Where Powell excelled was in belying François Truffaut's dispiritingly plausible claim that there is a fundamental incompatibility between England and the cinema; half Tory, half dreamer, he could hardly have been better equipped for the task. By subtly transforming cartoonist David Low's pompous, blinkered archetype into a choleric but lovable old fogey, he made The Life and Death of Colonel Blimp (1943) almost an elegy for the British military caste, muddling through to eventual victory. Blimp's dogged progress (Roger Livesey giving the performance of a lifetime) through some exquisitely designed settings - London clubland, the War Office, a country estate, a Turkish bath, a bunkered BBC studio - abetted by his "ideal woman" (three generations of Deborah Kerr) and former foe Anton Walbrook (the theme of the Good German, present in his work from The Spy in Black to The Battle of the River Plate, would tend to surface, as with Blimp, at the most unpropitious moments) has something of the magical whimsicality of a Stanley Spencer mural. Winston Churchill tried to have the film suppressed, just as Blimp himself would have done.
But nothing, for Powell, was in its proper place unless one tripped over it. Commissioned in 1946 to make a propaganda film that might contribute to easing the then strained Anglo-American alliance, he came up with A Matter of Life and Death, in which a pilot (David Niven) falls headlong from his blazing aircraft and, despite already being booked into the hereafter, survives.

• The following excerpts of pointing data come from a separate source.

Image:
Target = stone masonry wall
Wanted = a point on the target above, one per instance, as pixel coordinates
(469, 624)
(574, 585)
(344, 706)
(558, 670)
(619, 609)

Whereupon, an impassioned debate as to his destiny and, by a not entirely obvious extension, that of the two squabbling nations rages in a monochrome Heaven, the film wittily commuting between color and black-and-white. (Powell, rather like Oscar Wilde "living up" to his blue china, was one of the few filmmakers capable of rising to the occasion offered by Forties Technicolor.) And I Know Where I'm Going (1945) took a classic screwball plot - determined young woman, setting off cross-country to marry a millionaire, sees her plans happily foiled by the charm of a virile if penniless Scottish laird - to produce a wispily romantic comedy-drama bathed in Celtic Twilight.

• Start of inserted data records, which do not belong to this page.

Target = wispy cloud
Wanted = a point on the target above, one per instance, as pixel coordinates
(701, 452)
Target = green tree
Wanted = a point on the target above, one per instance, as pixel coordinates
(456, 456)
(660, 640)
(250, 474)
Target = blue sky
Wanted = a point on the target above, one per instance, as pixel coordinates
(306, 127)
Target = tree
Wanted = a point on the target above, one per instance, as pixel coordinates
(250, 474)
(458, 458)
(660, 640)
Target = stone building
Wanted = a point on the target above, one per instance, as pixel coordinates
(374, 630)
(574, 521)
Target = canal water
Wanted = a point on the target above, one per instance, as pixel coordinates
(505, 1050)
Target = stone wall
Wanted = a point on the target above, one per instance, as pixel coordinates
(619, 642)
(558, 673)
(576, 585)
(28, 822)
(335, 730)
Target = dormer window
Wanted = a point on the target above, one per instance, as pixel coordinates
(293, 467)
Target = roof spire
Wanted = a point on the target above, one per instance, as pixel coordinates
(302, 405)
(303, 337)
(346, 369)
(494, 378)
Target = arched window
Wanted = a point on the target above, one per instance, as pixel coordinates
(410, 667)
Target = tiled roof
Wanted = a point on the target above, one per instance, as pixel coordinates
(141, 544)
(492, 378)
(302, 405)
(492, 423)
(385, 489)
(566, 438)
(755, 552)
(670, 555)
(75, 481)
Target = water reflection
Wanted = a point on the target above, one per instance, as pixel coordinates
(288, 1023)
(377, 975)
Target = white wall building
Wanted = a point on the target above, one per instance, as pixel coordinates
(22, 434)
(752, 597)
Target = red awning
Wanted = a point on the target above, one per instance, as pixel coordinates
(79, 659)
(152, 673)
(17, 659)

Powell's early wartime thrillers, Contraband (1940) and One of Our Aircraft is Missing (1942) can stand comparison with British Hitchcock; the underrated Elusive Pimpernel is Richard Lester avant la lettre; and a taut little film noir about a bomb disposal expert, The Small Back Room (1948), proves that he could dispense with elaborate sets and color consultants in necessary. Only the ballet films seem to me, with the exception of The Red Shoes, unworthy of their (and his) reputation. A television viewing confirmed The Tales of Hoffmann (1951) as a ghastly travesty of a great opera; and given the feeble Ustonovian satire of Oh Rosalinda (1954), Johann Strauss updated to postwar Vienna, it should have been called Die Fledermaus That Roared. So Michael Powell, at the ripe old age of 75, is off to the States? Well look what it did for Hitchcock's career!